Atula Thiri Maha Yaza Dewi


Atula Thiri Maha Yaza Dewi was the chief queen consort of King Bayinnaung of Burma from 1550 to 1568. The queen was of Toungoo royalty, daughter of King Mingyi Nyo and younger half-sister of King Tabinshwehti. She was the mother of King Nanda. Her 1534 marriage to Bayinnaung, a commoner, solidified an unfailing alliance between Tabinshwehti and Bayinnaung who together would go on to found the Toungoo Empire.

Early life

The future queen of Burma was born Princess Thakin Gyi in Toungoo to King Mingyi Nyo and Khin Nwe, Princess of Mobye. Commonly known as Khin Gyi, the princess was likely half-Shan, a product of the system of marriage alliances among the small kingdoms that dominated Burma at the time. Her maternal grandfather was the sawbwa of the Shan state of Mobye, which was a tributary of the Shan state of Thibaw.
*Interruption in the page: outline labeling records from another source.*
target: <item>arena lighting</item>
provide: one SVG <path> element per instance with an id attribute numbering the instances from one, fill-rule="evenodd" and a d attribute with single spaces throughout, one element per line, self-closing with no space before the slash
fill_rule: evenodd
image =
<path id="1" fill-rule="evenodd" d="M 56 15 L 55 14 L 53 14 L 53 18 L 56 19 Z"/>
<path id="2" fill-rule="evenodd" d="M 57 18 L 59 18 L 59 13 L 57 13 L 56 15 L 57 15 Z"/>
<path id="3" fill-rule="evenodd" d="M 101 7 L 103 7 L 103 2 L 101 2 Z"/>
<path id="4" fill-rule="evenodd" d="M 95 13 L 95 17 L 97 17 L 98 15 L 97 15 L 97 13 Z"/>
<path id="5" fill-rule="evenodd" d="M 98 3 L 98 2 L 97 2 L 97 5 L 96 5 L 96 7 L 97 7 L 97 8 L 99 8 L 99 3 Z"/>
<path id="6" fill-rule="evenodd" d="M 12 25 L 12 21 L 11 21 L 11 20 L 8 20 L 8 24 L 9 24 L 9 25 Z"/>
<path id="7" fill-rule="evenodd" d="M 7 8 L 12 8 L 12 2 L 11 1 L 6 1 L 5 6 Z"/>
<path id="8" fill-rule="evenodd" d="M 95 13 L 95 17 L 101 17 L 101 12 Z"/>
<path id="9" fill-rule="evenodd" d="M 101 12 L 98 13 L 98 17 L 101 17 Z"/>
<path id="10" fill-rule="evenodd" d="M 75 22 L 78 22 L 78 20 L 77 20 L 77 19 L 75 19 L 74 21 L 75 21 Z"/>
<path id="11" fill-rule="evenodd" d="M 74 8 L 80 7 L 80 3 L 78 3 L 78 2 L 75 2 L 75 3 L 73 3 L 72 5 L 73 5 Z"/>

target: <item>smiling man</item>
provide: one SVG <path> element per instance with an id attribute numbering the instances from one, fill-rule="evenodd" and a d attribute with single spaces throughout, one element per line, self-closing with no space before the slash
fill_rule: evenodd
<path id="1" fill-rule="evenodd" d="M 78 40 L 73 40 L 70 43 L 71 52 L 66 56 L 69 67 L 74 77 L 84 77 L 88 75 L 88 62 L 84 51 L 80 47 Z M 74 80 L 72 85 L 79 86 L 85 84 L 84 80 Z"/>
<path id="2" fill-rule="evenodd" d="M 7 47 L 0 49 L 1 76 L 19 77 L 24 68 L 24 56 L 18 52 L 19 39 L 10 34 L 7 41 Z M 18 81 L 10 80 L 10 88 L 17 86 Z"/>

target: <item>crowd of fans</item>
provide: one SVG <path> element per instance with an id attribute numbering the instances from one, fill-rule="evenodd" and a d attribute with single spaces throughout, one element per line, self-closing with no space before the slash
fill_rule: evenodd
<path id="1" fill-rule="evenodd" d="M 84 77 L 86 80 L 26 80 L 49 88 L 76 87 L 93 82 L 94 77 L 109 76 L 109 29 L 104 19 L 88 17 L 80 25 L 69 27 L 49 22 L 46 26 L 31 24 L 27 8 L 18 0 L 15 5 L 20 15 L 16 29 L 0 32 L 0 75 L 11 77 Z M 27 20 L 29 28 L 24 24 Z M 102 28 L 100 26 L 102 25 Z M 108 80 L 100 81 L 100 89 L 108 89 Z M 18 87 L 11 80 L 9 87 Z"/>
Indeed, Thibaw in turn was a tributary and the only reliable ally of Ava, whose authority Mingyi Nyo had spurned in 1510.
When she reached teenage, the princess became romantically involved with a commoner, one Ye Htut, who was a close confidant and adviser of her brother the king. Circa April 1534, their affair was discovered, which under Burmese law constituted an act of treason. Some suggested to Ye Htut that he should mutiny. He refused and submitted to arrest, saying that although it was no crime to for a young man to love a young woman, it was an unpardonable crime for a soldier to break his oath of allegiance. Tabinshwehti deliberated at length with his ministers, and finally came to the conclusion that Ye Htut should be given his sister in marriage, and a princely title of Kyawhtin Nawrahta. With this decision, Tabinshwehti won the loyalty of his brother-in-law "without parallel in Burmese history". Ye Htut later received the title Bayinnaung.

Chief queen

Atula Thiri bore Bayinnaung a daughter and a son, early in their marriage 1534–1535. She saw her husband only a few times a year as Bayinnaung and Tabinshwehti were always away on their military campaigns: Lower Burma, Prome and Pagan, Arakan, and Siam. Indeed, her only son Nanda, then only 12, went on the 1548–1549 Siamese campaign alongside his father and uncle.
Her accession as the chief queen of Burma was not a smooth one. When her brother the king was assassinated by one of his close advisers in April 1550, her husband was on a campaign to hunt down the rebels in the Irrawaddy delta. When she received the news by messenger at Pegu, she urgently forwarded the message to her husband on campaign at Dala. She immediately left Pegu, which had been taken over by rival claimants to the throne, with her two children for Dala.
Atula Thiri became the chief queen on 11 January 1551 when Bayinnaung was proclaimed king at his native city of Toungoo. At Bayinnaung's coronation ceremony on 12 January 1554, she sat alongside the king, taking the title of Agga Mahethi. Next year, their only daughter, elder sister of Nanda, was married off to Thado Minsaw of Ava, the youngest half-brother of Bayinnaung, in the tradition of Burmese royalty. Also in 1555, Bayinnaung sent rich presents to the Temple of the Tooth at Kandy in Ceylon, and bought land there to keep lights continually burning at the shrine. The craftsmen he sent beautified the temple. He also sent brooms made out of his hair and Atula's to sweep the temple.
The queen died on 15 June 1568 at Pegu while her husband and her son were preparing for their next campaign in Siam. The Burmese chronicles uncharacteristically report that the king was extremely shaken and saddened by the death of his first love.